Standpunt van klager

Wat betreft de weigering van het bezoek is klager van mening dat er sprake is van een zodanig uitzonderlijke situatie (een hoogzwangere partner) dat niet zonder meer kan worden gesteld dat sprake was van een algemeen in de kliniek geldende regel. Binnen de kliniek werd afgeweken van het beleid bij overige patiënten wanneer sprake was van bijzondere situaties. Klager is van mening dat hem dit bezoek had moeten toekomen. Ook is klager van mening dat de beslissing onredelijk was. Klager heeft namelijk meerdere opties aangedragen alsnog zijn partner te kunnen zien: o.a. bijv. negatieve PCR-testen tonen en stelt zich op het standpunt dat de beslissing - gezien zijn uitzonderlijk bijzondere omstandigheden - onredelijk is.

De uitzonderingen rond kerst en oud-en-nieuw zijn gemaakt nadat klager zijn beklag had gedaan. Andere patiënten mochten wel op landelijk verlof. Met de baby gaat het momenteel goed. Klager kan elk weekend bij zijn partner zijn.

Over de vermiste goederen stelt klager dat een aantal goederen bij zijn overplaatsing in augustus 2020 van FPA Zuidlaren naar FPC Dr. S. Van Mesdag niet zijn meegekomen. Klager heeft na zijn overplaatsing meermaals en gedurende lange(re) periode op de afdeling aangegeven goederen kwijt te zijn. Hij stelt meermaals aan de kliniek te hebben gevraagd om updates maar dat hij deze nimmer heeft gekregen. Ook contact van de raadsvrouw met de instelling heeft niet mogen leiden tot het terugvinden van de vermiste goederen dan wel tot enige compensatie.
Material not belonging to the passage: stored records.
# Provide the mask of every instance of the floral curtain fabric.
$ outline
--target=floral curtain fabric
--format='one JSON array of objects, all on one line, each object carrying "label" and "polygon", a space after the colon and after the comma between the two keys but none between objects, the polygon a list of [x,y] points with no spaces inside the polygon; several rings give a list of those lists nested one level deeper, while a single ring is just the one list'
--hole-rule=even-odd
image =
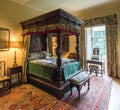
[{"label": "floral curtain fabric", "polygon": [[97,17],[93,19],[84,20],[81,26],[81,63],[86,69],[86,45],[85,45],[85,28],[106,25],[106,39],[107,39],[107,68],[110,76],[119,77],[118,74],[118,51],[117,51],[117,15],[109,15],[104,17]]},{"label": "floral curtain fabric", "polygon": [[27,82],[27,56],[28,56],[28,50],[29,50],[29,44],[30,44],[30,35],[27,37],[23,37],[23,83]]}]

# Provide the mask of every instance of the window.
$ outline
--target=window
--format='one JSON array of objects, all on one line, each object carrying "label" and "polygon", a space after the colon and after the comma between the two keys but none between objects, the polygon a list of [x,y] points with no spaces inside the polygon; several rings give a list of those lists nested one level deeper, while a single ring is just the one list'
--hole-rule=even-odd
[{"label": "window", "polygon": [[85,29],[86,32],[86,47],[87,59],[92,56],[93,48],[99,48],[99,55],[106,58],[106,30],[105,26],[95,26]]},{"label": "window", "polygon": [[99,48],[100,55],[106,57],[106,30],[105,26],[92,27],[93,48]]}]

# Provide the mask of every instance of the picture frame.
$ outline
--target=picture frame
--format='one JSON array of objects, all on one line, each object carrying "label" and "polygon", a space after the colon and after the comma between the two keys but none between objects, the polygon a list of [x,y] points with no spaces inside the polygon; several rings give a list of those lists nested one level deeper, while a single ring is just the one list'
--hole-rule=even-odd
[{"label": "picture frame", "polygon": [[10,48],[10,30],[0,28],[0,51],[7,51]]}]

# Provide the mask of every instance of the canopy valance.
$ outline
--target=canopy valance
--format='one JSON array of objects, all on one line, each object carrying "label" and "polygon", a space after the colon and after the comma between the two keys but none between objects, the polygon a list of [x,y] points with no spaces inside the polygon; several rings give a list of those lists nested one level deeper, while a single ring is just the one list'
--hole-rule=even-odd
[{"label": "canopy valance", "polygon": [[57,9],[21,22],[21,25],[23,28],[23,36],[31,34],[55,33],[57,31],[67,33],[69,35],[76,35],[79,34],[82,23],[83,21],[73,15],[62,9]]},{"label": "canopy valance", "polygon": [[47,26],[47,27],[41,27],[41,28],[29,28],[23,31],[23,37],[27,35],[42,35],[47,33],[56,33],[56,32],[65,33],[67,35],[76,35],[79,34],[79,29],[67,27],[64,25],[54,25],[54,26]]}]

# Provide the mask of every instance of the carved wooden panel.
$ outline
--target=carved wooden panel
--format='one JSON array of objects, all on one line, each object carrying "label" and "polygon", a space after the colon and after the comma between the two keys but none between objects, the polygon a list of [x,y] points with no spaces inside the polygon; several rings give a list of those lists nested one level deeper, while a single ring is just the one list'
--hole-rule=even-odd
[{"label": "carved wooden panel", "polygon": [[44,35],[31,35],[29,53],[41,52],[47,50],[46,34]]}]

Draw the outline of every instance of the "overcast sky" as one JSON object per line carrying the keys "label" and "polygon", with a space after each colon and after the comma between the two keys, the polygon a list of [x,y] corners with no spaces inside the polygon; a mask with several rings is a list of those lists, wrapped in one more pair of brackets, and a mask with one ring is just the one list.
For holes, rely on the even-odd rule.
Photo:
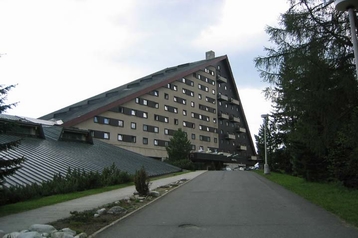
{"label": "overcast sky", "polygon": [[[286,0],[0,0],[6,113],[41,117],[158,70],[227,55],[252,136],[270,103],[253,59]],[[254,141],[255,143],[255,141]]]}

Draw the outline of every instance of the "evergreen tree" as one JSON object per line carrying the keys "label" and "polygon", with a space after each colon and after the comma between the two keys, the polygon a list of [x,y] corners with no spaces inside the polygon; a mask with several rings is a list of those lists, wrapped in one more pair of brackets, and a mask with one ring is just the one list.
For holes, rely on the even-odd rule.
{"label": "evergreen tree", "polygon": [[170,138],[168,146],[166,146],[168,153],[168,163],[177,166],[181,169],[195,170],[194,163],[189,159],[191,151],[191,142],[187,138],[187,134],[178,129]]}
{"label": "evergreen tree", "polygon": [[178,161],[183,159],[189,159],[191,151],[191,142],[187,138],[187,135],[182,129],[178,129],[174,132],[172,138],[170,138],[168,146],[166,146],[169,160]]}
{"label": "evergreen tree", "polygon": [[[5,104],[7,93],[14,88],[15,85],[3,86],[0,85],[0,113],[5,112],[7,109],[13,108],[16,106],[16,103]],[[11,123],[0,123],[0,135],[5,134],[7,131],[11,130],[14,125]],[[7,151],[15,149],[19,146],[20,140],[4,140],[0,144],[0,186],[3,184],[4,179],[7,176],[10,176],[20,168],[20,164],[24,162],[24,158],[8,158]]]}
{"label": "evergreen tree", "polygon": [[[255,59],[273,103],[284,158],[307,180],[330,179],[330,150],[358,105],[349,20],[333,4],[291,0]],[[278,146],[278,144],[277,144]]]}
Toen definitief (schriftelijk) bleek dat de spullen van klager zoek waren is binnen de termijn van 7 dagen een klaagschrift ingediend. Klager stelt zich op het standpunt dat het onjuist is zijn klacht niet ontvankelijk te verklaren. Klager heeft eerst zelf getracht het op te lossen. Er is geen inventarisatielijst of invoerlijst overgelegd. Klager heeft voldoende duidelijk gemaakt welke goederen hij mist en dat hij daadwerkelijk over deze goederen heeft beschikt. Klager verwijst naar RSJ 27 november 2012, 12/2560/JA.

Klager heeft na zijn overplaatsing twee maanden moeten wachten voordat hij zijn spullen kreeg, maar de vermiste spullen zaten er niet bij. Het gaat om een Nike Tech Fleece Trainingsjack, een parfum en douchegel en een tondeuse. De bon van Douglas heeft klager gekregen. Van de tondeuse heeft klager geen bon meer. Klager vermoedt dat de vermiste goederen in FPA Zuidlaren zijn gestolen doordat men daar de deuren niet goed afsluit.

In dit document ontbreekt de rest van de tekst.